The Court of Appeal case of Tinsley v Manchester City Council & Ors [2017] EWCA Civ 1704 will always be of particular interest to me because I was involved at every stage, from drafting the initial complaint against Manchester City Council, right through to the Court of Appeal hearing before the Master of the Rolls.  The case concerned the refusal of after-care services provided under s117 of the Mental Health Act. These services are intended to help some of the most vulnerable members of society and are supposed to be provided free of charge, without means testing.  In the Tinsley case, Manchester City Council had refused to provide after-care services on the basis that Mr Tinsley had previously received a care award in a personal injury claim and therefore – they said – was not entitled to after care.

The disparate and bold arguments advanced by the Local Authority focused on the principle of double recovery, wider issues of fairness, the financial pressures on Local Authorities and – unusually if not uniquely in a forum determining issues of law – ‘morality’.  It is understandable why the circumstances of this case may appear unfair to Local Authorities, given the number of demands made on finite resources.  However, a closer analysis reveals why s117 services are provided on a non-means tested basis and why it would be wholly unfair to deny Mr Tinsley access to these services.
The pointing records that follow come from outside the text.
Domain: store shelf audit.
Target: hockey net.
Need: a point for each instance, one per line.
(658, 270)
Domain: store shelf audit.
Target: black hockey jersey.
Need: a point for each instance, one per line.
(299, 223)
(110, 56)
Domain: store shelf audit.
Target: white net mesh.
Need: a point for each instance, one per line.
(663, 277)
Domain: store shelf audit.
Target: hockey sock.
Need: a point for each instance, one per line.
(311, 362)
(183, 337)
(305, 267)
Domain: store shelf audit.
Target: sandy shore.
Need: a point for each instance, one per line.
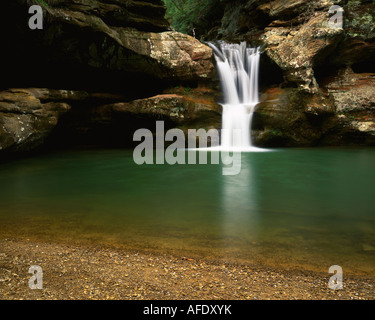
(90, 272)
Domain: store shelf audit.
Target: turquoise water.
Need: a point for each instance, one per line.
(295, 208)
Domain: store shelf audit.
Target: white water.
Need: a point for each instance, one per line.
(238, 68)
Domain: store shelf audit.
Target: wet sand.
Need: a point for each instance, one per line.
(74, 271)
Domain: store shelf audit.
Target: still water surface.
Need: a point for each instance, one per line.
(295, 208)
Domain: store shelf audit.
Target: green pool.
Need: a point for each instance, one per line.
(295, 208)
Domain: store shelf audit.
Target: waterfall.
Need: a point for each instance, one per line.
(238, 68)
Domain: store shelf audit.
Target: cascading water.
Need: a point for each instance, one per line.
(238, 68)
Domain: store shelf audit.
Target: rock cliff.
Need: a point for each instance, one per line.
(57, 80)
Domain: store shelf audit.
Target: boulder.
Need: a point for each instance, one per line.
(25, 120)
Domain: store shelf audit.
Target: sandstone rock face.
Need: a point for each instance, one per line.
(354, 98)
(122, 38)
(123, 49)
(318, 102)
(26, 120)
(194, 110)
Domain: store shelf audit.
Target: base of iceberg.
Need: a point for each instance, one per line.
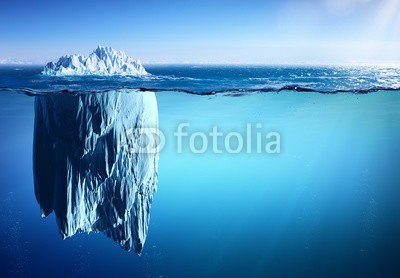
(86, 165)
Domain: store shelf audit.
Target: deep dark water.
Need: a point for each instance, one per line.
(326, 206)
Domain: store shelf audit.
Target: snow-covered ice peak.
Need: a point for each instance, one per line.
(102, 61)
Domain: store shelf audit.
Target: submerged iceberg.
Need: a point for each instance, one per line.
(102, 61)
(91, 165)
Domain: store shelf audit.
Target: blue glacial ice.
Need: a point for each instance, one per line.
(102, 61)
(87, 167)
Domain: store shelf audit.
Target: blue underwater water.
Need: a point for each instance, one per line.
(327, 205)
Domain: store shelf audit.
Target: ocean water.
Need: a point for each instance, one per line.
(326, 205)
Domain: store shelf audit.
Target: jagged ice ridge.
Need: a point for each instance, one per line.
(102, 61)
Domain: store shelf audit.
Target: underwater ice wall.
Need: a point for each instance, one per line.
(92, 166)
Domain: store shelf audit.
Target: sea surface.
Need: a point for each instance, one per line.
(327, 204)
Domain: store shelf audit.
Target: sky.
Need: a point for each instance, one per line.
(208, 31)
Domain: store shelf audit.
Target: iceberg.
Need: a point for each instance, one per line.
(102, 61)
(92, 166)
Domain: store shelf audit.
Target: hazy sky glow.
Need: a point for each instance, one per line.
(209, 31)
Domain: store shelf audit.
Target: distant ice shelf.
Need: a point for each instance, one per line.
(91, 167)
(102, 61)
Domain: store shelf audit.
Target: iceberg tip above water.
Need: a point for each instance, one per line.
(104, 61)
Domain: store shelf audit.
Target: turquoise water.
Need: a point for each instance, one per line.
(325, 206)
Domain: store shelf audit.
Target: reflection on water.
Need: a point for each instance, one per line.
(86, 165)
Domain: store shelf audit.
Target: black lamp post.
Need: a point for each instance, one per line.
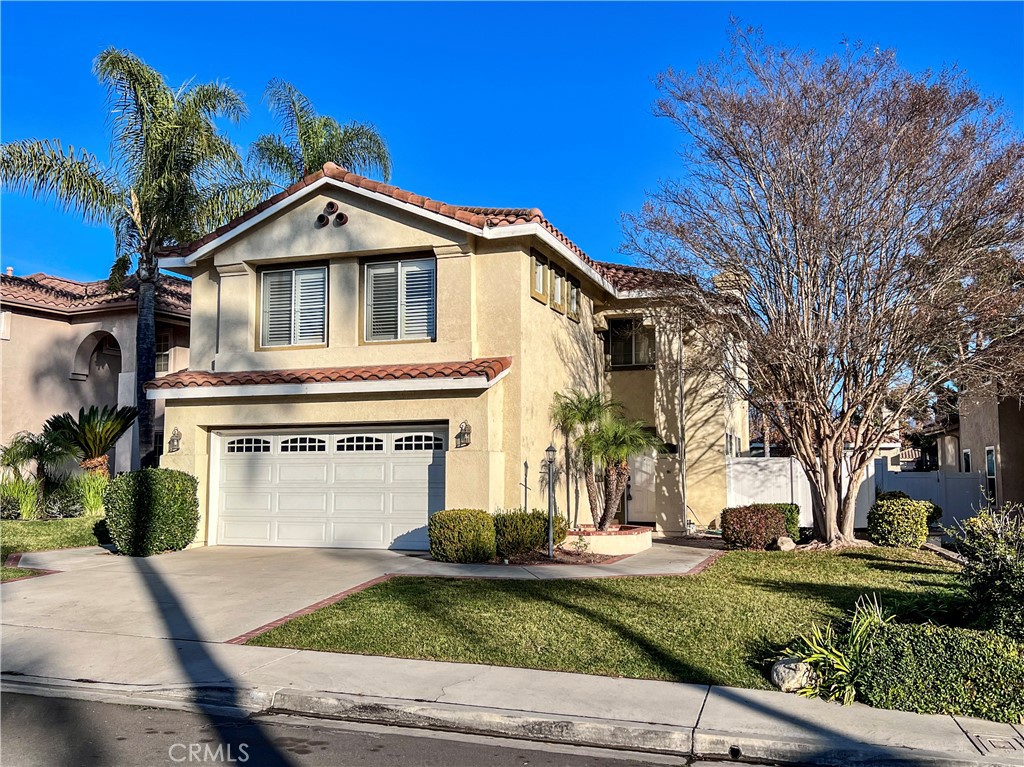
(551, 453)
s117 applies to all people who have been compulsorily detained under the Mental Health Act in order to receive treatment. The duty to provide these services is shared between Local Authorities and Clinical Commissioning Groups and becomes active as soon as the person is discharged from hospital. The range of services that might fall within the definition of ‘after-care’ is deliberately wide, but the services must be linked to the person’s mental disorder and be required in order to reduce the risk of their mental health deteriorating. It is clear that these services are intended to help people on their discharge from Hospital and enable them to remain in the community rather than a Hospital setting. Purely on this basis it therefore makes sense that people should not be charged for services intended to reduce their risk of Hospital admission, nor should they be prohibited from accessing these services on the basis of their means.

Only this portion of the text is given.